Il n'y a aucune honte à se réinscrire sur une distance plus courte, ou à décaler une course.

5. Courir avec un groupe

La pression sociale positive d'un groupe de running est puissante. Quand quelqu'un t'attend à 7h du matin, la décision de ne pas y aller devient plus difficile à justifier.

Les clubs d'athlétisme locaux acceptent tous les niveaux.

6. Fêter les petites victoires

Le cerveau a besoin de récompenses régulières. Plutôt qu'attendre le marathon dans 3 mois, célèbre :

  • Ta première sortie de la semaine
  • Une séance mieux réussie que prévue
  • Le fait d'être sorti sous la pluie

7. La pause intentionnelle

Parfois la meilleure chose à faire est de s'autoriser une pause délibérée — 1 à 2 semaines — sans culpabilité. Quand le running est absent, il manque souvent. C'est souvent ce qui relance vraiment.

Ce qui ne marche pas

La culpabilité : elle crée de la résistance, pas de l'action.
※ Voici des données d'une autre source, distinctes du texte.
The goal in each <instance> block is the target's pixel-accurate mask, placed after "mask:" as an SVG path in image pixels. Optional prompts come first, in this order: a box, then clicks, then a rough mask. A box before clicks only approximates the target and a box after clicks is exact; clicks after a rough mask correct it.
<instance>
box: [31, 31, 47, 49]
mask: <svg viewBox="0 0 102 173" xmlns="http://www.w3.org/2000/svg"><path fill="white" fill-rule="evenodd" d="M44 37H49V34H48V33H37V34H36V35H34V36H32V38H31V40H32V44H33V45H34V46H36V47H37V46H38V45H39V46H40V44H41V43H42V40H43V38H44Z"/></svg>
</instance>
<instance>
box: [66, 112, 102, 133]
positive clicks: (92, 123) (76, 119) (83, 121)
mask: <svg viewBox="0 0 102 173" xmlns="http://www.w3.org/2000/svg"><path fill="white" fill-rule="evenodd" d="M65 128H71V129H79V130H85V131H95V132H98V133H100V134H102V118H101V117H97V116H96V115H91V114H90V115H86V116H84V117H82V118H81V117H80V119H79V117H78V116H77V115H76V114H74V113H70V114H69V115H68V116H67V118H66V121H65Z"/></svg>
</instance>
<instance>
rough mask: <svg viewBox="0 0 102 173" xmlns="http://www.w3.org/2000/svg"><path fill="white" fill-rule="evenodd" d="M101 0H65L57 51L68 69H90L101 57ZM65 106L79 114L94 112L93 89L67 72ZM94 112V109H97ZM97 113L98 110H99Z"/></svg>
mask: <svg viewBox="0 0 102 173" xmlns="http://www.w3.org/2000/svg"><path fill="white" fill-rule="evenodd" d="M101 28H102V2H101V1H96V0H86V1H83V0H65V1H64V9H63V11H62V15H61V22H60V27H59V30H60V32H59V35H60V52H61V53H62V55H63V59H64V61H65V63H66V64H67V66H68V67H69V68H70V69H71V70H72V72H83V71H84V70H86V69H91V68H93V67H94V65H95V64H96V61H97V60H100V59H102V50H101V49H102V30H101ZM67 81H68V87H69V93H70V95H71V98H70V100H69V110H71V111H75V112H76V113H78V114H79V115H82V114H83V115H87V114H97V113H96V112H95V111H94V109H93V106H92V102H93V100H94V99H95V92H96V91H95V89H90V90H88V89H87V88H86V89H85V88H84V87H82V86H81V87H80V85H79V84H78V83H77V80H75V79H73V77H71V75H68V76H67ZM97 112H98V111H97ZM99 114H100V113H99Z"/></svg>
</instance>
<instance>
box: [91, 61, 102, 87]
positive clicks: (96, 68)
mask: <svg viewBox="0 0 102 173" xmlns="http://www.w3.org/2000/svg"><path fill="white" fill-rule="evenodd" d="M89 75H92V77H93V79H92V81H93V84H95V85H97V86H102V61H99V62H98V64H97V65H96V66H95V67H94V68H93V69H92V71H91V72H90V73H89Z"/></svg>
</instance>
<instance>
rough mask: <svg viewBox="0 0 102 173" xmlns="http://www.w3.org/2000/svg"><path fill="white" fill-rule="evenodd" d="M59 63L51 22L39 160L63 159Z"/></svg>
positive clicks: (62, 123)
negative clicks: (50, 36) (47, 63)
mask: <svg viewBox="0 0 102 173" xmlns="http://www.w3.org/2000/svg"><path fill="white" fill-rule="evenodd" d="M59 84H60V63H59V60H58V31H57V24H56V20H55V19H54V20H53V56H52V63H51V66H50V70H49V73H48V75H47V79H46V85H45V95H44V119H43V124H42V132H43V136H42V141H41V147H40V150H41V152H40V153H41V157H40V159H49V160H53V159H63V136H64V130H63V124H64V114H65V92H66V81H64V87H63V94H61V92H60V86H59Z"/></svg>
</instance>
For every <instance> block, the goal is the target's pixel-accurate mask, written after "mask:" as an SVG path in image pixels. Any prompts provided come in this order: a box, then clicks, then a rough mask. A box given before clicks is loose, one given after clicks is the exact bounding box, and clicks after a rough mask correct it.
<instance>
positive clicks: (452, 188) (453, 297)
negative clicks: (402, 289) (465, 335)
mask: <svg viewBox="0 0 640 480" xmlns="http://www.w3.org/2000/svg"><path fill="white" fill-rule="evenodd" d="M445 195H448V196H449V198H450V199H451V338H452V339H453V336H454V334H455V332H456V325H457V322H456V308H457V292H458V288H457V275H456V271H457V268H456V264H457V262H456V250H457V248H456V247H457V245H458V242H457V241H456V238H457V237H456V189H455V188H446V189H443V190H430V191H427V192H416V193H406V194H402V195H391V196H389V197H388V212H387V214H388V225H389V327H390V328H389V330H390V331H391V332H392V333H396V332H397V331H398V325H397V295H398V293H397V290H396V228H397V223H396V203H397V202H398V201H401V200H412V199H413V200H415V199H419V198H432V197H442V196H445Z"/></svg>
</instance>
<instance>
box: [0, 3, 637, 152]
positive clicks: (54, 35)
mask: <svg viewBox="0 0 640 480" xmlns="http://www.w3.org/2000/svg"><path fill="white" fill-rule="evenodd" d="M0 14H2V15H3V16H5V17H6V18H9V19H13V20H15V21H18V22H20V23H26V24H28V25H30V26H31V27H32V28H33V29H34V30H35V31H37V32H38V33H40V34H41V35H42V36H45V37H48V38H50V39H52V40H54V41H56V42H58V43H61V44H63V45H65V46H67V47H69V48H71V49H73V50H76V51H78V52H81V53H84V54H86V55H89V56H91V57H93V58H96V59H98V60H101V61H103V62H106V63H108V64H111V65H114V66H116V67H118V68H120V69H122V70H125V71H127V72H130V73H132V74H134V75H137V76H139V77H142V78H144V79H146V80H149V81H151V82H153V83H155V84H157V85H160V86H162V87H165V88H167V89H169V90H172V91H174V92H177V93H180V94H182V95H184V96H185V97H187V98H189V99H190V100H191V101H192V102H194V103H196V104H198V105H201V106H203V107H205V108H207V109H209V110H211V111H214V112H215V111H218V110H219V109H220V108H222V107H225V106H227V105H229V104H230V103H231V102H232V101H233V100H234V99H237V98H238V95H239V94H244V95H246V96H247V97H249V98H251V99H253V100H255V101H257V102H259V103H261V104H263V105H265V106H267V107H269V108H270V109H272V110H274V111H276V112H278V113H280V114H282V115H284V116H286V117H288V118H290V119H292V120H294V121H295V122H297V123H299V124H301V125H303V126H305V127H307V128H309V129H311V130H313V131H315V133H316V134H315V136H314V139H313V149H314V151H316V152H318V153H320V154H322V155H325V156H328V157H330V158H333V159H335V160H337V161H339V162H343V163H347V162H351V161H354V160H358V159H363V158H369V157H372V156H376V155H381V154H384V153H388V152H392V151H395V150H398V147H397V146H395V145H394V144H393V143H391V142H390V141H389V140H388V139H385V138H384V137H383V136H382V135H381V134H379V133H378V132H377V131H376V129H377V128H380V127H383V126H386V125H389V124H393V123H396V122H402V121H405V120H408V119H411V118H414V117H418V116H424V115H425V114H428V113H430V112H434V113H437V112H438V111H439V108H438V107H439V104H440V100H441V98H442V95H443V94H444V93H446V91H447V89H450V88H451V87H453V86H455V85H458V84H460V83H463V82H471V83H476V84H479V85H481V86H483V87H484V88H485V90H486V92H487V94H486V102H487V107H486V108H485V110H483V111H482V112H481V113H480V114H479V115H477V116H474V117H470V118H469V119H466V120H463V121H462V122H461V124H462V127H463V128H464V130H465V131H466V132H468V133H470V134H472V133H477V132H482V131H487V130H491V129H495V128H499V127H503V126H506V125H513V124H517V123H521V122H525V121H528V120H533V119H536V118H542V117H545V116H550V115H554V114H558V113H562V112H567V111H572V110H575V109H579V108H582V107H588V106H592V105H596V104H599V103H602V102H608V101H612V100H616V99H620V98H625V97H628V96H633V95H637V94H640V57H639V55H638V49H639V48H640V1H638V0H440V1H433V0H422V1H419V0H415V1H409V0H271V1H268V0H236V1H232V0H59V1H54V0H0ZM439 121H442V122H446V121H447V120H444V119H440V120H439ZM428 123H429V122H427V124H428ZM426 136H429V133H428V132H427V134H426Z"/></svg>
Se comparer : Instagram est rempli de runners extraordinaires. Ta progression n'a besoin de se mesurer qu'à ton toi d'avant.

Forcer sans ajuster : si chaque séance est une souffrance et tu n'en retires aucun plaisir, quelque chose doit changer dans le plan ou l'objectif.

En résumé

La motivation fluctue — c'est inévitable. Ce qui distingue les runners qui progressent sur le long terme, ce n'est pas qu'ils sont toujours motivés. C'est qu'ils ont des systèmes pour traverser les creux : routine légère, objectif réel, connexion à leur "pourquoi".